Le pauvre Saint-Didier est venu à Fontainebleau avec Clovis, et tous deux ont été bien bafoués. Il sollicita M. de Mortemart, et l’importuna pour avoir une pension. M. de Mortemart lui répondit que quand on faisait des vers, il les fallait faire comme moi. Je suis fâché de la réponse. Saint-Didier ne me pardonnera point cette injustice de M. de Mortemart. Il y a ici des injustices plus véritables qui me font saigner le cœur. Je ne peux pas m’accoutumer à voir l’abbé Raguet[3] dans l’opulence et dans la faveur, tandis que vous êtes négligé. Cependant n’aimez-vous pas encore mieux être l’abbé Desfontaines que l’abbé Raguet ?

Je présente mes respects au maître de la maison, à M. l’abbé d’Amfreville, à tutti quanti qui ont le bonheur d’être à la Rivière.

Buvez tous à ma santé : et vous, madame la présidente, soyez bien sobre, je vous en prie.



157. — À M. POTET[4].

Que vous êtes heureux, mon cher Potet ! Vous comparaîtrez lundi, à dix heures, devant les juges consuls de la bonne ville de Paris, à la requête de dame Pissat, qui a déclaré devant les juges que vous êtes mon ami.
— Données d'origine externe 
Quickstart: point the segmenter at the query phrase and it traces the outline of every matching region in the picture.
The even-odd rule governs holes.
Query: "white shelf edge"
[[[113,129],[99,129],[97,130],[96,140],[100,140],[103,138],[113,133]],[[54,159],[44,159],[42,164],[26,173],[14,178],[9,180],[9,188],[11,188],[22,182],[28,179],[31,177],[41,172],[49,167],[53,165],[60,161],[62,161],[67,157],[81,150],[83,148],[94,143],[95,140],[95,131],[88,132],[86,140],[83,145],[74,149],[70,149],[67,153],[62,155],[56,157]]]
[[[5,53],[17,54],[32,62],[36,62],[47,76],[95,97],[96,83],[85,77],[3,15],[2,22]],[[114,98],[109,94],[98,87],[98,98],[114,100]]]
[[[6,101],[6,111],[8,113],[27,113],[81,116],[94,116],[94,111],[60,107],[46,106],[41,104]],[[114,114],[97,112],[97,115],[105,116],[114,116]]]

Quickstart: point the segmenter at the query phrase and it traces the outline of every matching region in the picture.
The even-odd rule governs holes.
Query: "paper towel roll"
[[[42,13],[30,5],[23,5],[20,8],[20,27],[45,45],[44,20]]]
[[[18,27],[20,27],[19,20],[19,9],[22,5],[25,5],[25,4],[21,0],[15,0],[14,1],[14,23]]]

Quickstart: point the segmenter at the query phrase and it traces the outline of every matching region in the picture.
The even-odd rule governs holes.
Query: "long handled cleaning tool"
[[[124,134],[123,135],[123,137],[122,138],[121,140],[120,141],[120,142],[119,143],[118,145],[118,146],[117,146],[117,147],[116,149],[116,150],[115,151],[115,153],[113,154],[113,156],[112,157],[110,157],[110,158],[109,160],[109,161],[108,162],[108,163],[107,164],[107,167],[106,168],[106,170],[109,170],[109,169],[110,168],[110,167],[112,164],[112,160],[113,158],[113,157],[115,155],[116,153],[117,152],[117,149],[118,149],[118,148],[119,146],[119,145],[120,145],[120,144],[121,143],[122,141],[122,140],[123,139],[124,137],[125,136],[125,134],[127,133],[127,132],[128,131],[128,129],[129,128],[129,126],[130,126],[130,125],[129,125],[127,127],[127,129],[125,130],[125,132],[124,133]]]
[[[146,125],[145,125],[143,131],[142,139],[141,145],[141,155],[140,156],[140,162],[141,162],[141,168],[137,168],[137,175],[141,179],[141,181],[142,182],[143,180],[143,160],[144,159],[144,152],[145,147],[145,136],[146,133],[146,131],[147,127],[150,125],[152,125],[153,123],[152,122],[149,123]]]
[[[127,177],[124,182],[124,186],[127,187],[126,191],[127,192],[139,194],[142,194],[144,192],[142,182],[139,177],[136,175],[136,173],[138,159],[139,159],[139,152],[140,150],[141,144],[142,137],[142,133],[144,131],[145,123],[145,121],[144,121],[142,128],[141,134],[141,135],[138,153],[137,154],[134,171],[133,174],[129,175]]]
Je ne crois pas que votre témoignage la désavoue en cela. Elle prétend de plus que vous êtes témoin qu’elle ne me doit rien ; vous rendrez donc gloire à la vérité devant Dieu, Chauvin et Thieriot, votre frère, votre juge

  1. De 1725 à 1727, Desfontaines a travaillé au Journal des Savants.
  2. Balthasar Gracian, jésuite espagnol désigné aussi sous le nom de Gratian, Gratien, ou Gracien, publia à Huesca, en 1037, sous le nom de son frère Laurent, l’ouvrage intitulé el Heroe, de Lorenço Gracian infanzon. Le Héros a été traduit en français par le P. Courbeville, et cette traduction ayant paru en 1725, c’est à elle que Voltaire doit faire allusion. (Cl.)
  3. Gilles-Bernard Raguet, protégé par Fleury, avait obtenu plusieurs bénéfices. Il fut directeur spirituel de la compagnie des Indes, et mourut âgé de quatre-vingt-un ans, en 1748. (Cl.)
  4. Éditeurs, de Cayrol et François.